Work in progress tracking, linked into shop floor data collection and real time scheduling, are pointing the way to transformed operations at Hewland Engineering. Brian Tinham reports
Racing car gearbox manufacturer Hewland Engineering is seeing its customer service, flexibility, efficiency and profitability improving, while work in progress (WIP) and materials stock decrease, through early use of real-time WIP tracking and shop floor data collection (SFDC), all tightly integrated with its ERP. Next step, says the firm, will be advanced planning and scheduling (APS).
Hewland is a family-run business employing 160 in Maidenhead, and one of only two in the world manufacturing race gearboxes for sports cars – rallying, touring and single-seater, including US Cart, Formula Ford and Formula One. In the last decade the business has changed substantially, as it’s moved with the industry from standards to heavily bespoked gearbox designs and engineer-to-order and stock holding services. And to keep pace, the firm has invested around £9 million on new work centres, processes, training and IT systems to make it all happen.
A big part of the latter was a Syspro (formerly Impact Encore) ERP system, from software vendor Information Engineering, which has been being implemented and rolled out in stages since back in 1996. Hewland started with the financials, progressed to inventory control and SOP, then T&A and payroll, and then the bill of materials (BoM) module. This, says the firm, is about evolving with the IT rather than big bangs. Either way, the WIP aspects of what was Information Engineering’s Real Time Factory (now Syspro APS) are the latest, and these are wreaking the current transformation.
The benefits come from one key fact: Hewland is now building a complete and real-time view of supply and demand right across its business – internally and externally. Production director Dave Radley says: “For the first time, we have found ourselves able to quote accurate delivery dates with complete confidence and we have begun to schedule our work more accurately.”

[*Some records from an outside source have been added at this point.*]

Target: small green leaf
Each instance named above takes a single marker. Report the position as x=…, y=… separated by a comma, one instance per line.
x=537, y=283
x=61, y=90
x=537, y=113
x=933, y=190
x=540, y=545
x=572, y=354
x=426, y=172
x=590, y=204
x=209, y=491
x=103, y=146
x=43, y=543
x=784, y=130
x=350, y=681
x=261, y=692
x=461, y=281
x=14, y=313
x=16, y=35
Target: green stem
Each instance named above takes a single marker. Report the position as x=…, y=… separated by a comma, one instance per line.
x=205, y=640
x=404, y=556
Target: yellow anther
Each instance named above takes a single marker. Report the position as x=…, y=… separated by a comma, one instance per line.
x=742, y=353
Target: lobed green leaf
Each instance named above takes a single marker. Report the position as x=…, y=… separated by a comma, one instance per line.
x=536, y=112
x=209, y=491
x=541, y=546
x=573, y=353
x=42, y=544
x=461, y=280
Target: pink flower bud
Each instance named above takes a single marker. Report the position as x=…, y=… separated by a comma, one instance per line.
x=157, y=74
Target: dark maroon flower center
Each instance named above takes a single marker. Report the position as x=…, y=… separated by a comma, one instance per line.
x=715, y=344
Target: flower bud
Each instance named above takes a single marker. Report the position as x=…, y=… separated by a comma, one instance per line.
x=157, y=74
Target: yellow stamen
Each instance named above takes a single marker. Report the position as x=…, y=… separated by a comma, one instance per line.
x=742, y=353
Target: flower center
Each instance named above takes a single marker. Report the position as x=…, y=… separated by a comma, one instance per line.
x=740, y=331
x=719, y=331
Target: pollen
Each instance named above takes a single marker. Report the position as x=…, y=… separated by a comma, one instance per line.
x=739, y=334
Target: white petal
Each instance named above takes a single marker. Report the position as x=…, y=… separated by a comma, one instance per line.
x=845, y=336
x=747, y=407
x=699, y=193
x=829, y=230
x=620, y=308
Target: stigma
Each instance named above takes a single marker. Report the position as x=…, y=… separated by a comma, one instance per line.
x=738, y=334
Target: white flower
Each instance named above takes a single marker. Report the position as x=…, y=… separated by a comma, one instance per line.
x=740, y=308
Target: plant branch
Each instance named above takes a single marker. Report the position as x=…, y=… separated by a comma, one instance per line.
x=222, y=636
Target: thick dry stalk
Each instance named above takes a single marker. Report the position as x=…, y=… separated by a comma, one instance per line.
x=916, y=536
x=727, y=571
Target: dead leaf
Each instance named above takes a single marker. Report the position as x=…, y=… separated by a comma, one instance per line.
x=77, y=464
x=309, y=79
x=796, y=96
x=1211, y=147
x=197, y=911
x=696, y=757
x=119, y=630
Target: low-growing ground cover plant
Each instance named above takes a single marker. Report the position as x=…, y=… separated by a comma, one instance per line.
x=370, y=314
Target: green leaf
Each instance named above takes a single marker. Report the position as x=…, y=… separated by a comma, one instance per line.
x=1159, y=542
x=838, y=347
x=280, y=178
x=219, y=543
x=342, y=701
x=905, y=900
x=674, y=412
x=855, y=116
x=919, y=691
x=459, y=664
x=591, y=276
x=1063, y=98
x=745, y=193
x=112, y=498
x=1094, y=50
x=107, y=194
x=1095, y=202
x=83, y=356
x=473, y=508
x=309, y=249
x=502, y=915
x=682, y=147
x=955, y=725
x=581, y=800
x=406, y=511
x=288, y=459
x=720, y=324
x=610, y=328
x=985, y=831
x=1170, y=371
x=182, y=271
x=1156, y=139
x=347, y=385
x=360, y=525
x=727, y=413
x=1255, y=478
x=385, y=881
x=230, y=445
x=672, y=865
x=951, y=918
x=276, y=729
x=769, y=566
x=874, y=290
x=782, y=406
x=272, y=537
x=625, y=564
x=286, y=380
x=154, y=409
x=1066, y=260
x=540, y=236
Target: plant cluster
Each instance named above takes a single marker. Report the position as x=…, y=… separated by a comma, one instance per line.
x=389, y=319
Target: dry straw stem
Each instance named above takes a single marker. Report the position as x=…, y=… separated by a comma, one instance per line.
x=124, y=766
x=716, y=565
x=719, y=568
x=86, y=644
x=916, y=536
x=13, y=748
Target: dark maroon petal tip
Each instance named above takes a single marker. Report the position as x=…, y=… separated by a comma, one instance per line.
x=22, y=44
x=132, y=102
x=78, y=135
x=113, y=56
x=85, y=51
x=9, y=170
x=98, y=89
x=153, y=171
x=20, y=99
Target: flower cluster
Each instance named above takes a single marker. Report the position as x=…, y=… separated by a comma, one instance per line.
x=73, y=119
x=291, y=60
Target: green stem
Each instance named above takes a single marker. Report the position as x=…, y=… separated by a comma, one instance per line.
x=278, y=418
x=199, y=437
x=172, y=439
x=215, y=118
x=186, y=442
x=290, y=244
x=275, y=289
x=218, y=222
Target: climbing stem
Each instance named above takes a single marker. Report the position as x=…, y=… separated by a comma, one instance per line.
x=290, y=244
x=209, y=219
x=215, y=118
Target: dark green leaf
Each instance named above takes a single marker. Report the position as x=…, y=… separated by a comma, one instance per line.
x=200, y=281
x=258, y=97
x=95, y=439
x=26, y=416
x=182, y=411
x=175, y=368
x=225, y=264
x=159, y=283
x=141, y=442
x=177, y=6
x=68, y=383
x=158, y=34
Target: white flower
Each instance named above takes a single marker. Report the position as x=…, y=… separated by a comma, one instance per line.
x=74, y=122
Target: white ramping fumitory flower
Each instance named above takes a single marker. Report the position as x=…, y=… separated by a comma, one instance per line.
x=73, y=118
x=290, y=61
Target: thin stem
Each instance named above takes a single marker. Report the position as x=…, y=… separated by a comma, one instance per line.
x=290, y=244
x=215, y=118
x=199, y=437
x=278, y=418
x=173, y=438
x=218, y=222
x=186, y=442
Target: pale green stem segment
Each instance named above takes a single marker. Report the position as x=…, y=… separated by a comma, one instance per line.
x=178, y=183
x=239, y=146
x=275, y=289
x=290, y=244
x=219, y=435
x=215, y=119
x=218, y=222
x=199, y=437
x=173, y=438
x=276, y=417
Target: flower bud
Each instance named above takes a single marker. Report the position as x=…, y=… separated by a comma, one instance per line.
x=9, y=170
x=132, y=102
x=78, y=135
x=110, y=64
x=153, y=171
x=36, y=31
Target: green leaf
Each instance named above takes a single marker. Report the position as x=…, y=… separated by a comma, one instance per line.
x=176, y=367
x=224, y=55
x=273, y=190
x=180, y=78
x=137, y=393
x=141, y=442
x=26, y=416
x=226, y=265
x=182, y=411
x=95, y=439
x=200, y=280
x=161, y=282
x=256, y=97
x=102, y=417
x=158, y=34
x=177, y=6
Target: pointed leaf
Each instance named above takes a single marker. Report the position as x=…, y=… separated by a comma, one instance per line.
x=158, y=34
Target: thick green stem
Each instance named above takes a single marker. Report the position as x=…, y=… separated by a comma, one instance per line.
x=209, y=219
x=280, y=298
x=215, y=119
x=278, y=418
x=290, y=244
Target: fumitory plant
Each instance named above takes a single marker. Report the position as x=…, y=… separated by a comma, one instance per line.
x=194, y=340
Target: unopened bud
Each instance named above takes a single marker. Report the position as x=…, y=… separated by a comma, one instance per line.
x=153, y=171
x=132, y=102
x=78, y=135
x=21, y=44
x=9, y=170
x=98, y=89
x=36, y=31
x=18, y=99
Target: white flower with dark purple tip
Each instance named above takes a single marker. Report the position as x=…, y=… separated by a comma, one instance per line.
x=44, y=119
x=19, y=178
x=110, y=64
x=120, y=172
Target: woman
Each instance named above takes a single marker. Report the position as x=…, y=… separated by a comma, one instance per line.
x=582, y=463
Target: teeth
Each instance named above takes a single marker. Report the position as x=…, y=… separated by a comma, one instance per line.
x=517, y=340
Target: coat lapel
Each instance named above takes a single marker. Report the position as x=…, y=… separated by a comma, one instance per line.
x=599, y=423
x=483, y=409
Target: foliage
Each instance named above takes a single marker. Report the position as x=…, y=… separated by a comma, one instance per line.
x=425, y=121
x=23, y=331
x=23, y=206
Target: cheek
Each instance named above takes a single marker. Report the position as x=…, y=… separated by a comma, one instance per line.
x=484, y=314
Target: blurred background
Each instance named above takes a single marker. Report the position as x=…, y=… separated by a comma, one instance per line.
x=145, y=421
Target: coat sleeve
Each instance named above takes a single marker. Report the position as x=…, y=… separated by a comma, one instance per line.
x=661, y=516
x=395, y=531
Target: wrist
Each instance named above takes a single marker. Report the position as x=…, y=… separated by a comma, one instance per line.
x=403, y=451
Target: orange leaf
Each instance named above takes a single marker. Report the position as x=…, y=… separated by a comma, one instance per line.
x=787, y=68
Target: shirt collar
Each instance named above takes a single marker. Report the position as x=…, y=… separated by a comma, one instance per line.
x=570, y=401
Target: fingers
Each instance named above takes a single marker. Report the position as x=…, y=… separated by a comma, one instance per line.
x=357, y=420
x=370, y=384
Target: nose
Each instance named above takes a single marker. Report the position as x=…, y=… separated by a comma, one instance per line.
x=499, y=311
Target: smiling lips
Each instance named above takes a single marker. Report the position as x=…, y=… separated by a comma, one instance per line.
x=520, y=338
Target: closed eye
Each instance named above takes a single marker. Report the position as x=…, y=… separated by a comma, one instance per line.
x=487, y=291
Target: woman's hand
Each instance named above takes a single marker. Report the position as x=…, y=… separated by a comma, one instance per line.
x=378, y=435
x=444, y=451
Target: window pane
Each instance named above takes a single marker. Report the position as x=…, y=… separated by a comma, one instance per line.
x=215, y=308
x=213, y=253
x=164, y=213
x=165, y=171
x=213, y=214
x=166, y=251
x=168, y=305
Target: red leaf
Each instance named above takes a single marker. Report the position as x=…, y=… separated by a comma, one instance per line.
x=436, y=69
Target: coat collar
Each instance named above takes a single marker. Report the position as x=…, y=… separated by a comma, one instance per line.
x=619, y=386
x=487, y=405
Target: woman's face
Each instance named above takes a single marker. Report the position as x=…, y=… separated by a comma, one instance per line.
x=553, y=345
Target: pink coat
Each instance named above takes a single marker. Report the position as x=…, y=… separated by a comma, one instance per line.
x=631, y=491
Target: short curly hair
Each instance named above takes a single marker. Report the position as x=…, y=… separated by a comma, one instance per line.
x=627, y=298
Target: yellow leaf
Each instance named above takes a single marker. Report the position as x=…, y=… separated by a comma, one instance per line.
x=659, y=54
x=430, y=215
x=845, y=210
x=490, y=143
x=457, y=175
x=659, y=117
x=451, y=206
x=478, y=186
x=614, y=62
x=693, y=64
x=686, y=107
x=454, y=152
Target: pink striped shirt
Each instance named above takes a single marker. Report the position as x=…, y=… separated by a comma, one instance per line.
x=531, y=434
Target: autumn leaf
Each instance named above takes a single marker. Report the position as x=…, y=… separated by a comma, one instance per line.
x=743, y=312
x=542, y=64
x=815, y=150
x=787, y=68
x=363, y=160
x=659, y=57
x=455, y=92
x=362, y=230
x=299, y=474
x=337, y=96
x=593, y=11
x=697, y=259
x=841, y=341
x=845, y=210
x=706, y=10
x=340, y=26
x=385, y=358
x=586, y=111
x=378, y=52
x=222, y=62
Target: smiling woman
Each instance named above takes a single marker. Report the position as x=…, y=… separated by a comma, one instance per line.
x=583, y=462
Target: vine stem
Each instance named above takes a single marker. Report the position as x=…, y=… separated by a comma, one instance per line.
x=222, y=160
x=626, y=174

Before, the firm could see jobs loading onto the shop floor and coming out, with the usual job cards and Kardex systems, but with only one data collection point – at heat treatment in the middle – the rest was the classic black hole. Few knew accurate job status, even fewer where particular parts and assemblies were in the factory or at subcontract machinists and foundries. But in racing, timing is everything, so when customers needed rush jobs, Hewland was fire-fighting to do them, with poor visibility of knock-on effects on the rest of production, or of the consequences of parts being moved between jobs for expediency.
As Radley explains: “The demands on our business can fluctuate dramatically through factors we can’t control. For instance, if a car’s engine is not revving as expected during testing, we have to supply a new set of gears at short notice.” Equally, in today’s tough times, sponsorship can unexpectedly dry up, causing an entire series to be cancelled, or a new series can start just as suddenly. To be responsive yet efficient in this industry you need visibility.
And that’s what the WIP system has provided. “Now, if we do have to produce a new set of gears,” says Radley, “Syspro will allow us to implement it as a ‘revised component’ and we will schedule the work immediately, seeing the implications for other work in progress, and other jobs waiting to be called off. We’ll be able to cope with regular changes in the schedule without disrupting the entire plant.”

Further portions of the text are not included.